Fils d'un lieutenant-colonel du KGB, Oles Bouzina, qui écrivait sur son propre site que Russes, Ukrainiens et Bélarusses sont «un seul et unique peuple», accusait les Ukrainiens de «vouloir détruire la culture russe».

Il se disait partisan de la «fédéralisation» de l'Ukraine prônée par la Russie et fondateur d'une communauté de «Chevtchenko-phobes», qui disaient détester le poète et héros national de l'Ukraine, Taras Chevtchenko.

Mercredi soir, une autre personnalité de l'ancien gouvernement, l'ex-député du Parti des régions Oleg Kalachnikov avait été retrouvé mort, tué par balle. La police a ouvert une enquête pour «meurtre avec préméditation».

Oleg Kalachnikov était connu pour avoir mobilisé de gros bras, soupçonnés d'être payés par les autorités, pour participer à des manifestations pro-Ianoukovitch afin de faire contrepoids à celles de l'opposition sur le Maïdan.

Son meurtre et celui d'Oles Bouzina fait suite à une série de suicides présumés d'anciens hauts responsables du régime prorusse.

Olexandre Peklouchenko, ex-gouverneur et membre du Parti des régions, se serait suicidé à la mi-mars dans sa maison dans le sud de l'Ukraine.

Peu avant, Stanislav Melnik, un autre ex-député du Parti des régions, avait été retrouvé mort à son domicile dans la région de Kiev après un apparent suicide.

Fin février, c'est Mikhaïlo Tchetchetov, encore un ancien haut responsable parlementaire du Parti des régions, qui s'était défenestré du 17e étage à Kiev.

Enfin, le fils cadet de l'ex-président Ianoukovitch est décédé fin mars dans un accident en Russie, au volant d'un minibus qu'il avait engagé sur la glace du lac Baïkal, qui a cédé. Qualifiée d'accidentelle par des proches de Ianoukovitch, sa mort a été jugée suspecte par certains observateurs en Ukraine.

Viktor Ianoukovitch a été destitué par le Parlement après sa fuite en Russie en février 2014, à la suite de trois mois de contestation pro-européenne au Maïdan dans le centre de Kiev, qui se sont terminés en bain de sang.

Le Parti des régions, de loin le plus puissant en Ukraine sous la présidence de M. Ianoukovitch, a pratiquement disparu de la scène politique depuis sa chute.

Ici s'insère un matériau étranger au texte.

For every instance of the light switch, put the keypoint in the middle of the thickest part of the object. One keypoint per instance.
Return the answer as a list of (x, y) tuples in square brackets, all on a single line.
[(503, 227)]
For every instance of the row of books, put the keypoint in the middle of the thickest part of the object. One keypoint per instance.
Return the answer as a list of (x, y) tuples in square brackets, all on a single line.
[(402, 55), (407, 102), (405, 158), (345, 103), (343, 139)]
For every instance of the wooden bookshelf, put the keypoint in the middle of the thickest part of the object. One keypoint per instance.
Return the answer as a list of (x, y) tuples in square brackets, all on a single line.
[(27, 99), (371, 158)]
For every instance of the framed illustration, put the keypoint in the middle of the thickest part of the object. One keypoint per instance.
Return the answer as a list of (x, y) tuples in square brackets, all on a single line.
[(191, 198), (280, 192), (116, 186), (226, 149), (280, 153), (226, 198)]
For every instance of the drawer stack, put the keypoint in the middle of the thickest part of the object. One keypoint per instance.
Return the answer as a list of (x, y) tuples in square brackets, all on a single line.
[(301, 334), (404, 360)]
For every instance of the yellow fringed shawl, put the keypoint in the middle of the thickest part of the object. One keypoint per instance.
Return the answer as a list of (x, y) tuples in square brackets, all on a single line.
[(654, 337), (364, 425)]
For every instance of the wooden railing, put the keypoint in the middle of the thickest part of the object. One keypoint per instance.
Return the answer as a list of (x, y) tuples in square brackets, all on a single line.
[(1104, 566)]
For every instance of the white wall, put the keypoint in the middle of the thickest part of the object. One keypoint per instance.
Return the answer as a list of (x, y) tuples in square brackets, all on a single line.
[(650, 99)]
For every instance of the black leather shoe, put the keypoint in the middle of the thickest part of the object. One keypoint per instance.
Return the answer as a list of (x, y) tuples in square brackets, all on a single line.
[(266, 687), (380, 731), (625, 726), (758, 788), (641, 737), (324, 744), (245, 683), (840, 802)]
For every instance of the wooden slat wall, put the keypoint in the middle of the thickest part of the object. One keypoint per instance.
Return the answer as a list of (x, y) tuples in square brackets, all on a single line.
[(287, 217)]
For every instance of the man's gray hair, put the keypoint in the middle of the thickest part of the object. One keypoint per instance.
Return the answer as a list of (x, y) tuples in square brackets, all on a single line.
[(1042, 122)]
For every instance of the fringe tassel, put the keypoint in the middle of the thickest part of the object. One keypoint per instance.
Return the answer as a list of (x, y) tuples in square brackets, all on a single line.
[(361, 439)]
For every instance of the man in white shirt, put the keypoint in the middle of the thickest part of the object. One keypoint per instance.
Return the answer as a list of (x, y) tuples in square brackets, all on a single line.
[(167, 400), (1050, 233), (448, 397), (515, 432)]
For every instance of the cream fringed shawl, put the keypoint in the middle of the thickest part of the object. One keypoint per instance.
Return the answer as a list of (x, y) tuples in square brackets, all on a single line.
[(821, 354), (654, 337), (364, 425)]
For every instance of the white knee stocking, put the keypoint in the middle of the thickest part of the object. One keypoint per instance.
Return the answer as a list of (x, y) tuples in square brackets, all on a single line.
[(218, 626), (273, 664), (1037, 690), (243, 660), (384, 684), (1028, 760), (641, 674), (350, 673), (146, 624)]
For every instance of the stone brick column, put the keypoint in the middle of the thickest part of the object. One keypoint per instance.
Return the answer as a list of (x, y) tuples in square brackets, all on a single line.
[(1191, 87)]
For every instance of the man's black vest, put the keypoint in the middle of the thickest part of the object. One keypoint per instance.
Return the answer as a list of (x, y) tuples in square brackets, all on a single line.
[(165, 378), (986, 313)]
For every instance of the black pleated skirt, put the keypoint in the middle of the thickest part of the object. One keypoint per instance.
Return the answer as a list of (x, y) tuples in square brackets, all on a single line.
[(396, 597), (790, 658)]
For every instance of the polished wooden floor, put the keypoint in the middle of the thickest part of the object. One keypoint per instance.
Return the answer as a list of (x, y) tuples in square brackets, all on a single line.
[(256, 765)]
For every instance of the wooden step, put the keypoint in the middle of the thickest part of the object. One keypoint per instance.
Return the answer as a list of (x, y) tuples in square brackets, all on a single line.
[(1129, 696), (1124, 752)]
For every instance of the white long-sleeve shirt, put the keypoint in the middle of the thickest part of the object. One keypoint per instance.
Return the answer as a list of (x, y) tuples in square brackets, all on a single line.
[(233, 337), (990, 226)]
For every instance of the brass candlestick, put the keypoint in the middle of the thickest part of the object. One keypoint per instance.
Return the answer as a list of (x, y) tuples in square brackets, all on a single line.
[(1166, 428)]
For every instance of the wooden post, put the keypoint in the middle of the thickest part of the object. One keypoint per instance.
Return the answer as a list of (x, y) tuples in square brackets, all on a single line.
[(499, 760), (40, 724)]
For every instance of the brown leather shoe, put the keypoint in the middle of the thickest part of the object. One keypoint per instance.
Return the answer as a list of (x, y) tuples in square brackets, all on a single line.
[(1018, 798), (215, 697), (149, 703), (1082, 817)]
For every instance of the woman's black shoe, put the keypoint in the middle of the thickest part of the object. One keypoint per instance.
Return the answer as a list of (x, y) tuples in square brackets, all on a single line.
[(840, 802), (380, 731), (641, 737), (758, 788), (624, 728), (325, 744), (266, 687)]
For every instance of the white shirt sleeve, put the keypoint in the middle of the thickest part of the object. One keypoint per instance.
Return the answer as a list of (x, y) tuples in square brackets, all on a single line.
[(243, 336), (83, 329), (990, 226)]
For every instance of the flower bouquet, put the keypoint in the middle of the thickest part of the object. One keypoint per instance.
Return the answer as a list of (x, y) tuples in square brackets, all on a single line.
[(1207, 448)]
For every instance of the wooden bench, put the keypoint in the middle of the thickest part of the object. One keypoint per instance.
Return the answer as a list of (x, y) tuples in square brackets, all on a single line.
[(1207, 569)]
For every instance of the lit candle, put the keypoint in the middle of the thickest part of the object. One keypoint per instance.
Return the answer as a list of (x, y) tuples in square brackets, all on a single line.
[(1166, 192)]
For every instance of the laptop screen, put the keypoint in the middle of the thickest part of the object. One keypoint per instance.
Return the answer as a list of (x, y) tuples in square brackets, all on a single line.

PHOTO ARCHIVES REUTERS/STRINGER

Oles Bouzina, 45 ans, était chroniqueur avant de devenir le rédacteur en chef du quotidien Segodnia.

Des meurtres profitables aux ennemis, selon Porochenko

Les meurtres de deux figures prorusses en 24 heures à Kiev sont une «provocation» profitable aux «ennemis» de l'Ukraine, a déclaré le président ukrainien Petro Porochenko en appelant à une enquête «transparente».

«Il est évident que ces deux crimes sont du même genre. Leur nature et sens politiques sont clairs - c'est une provocation délibérée qui apporte de l'eau au moulin de nos ennemis, déstabilise la situation en Ukraine», a déclaré le président après les meurtres par balle du journaliste prorusse Oles Bouzina jeudi et celui de l'ex-député Oleg Kalachnikov la veille.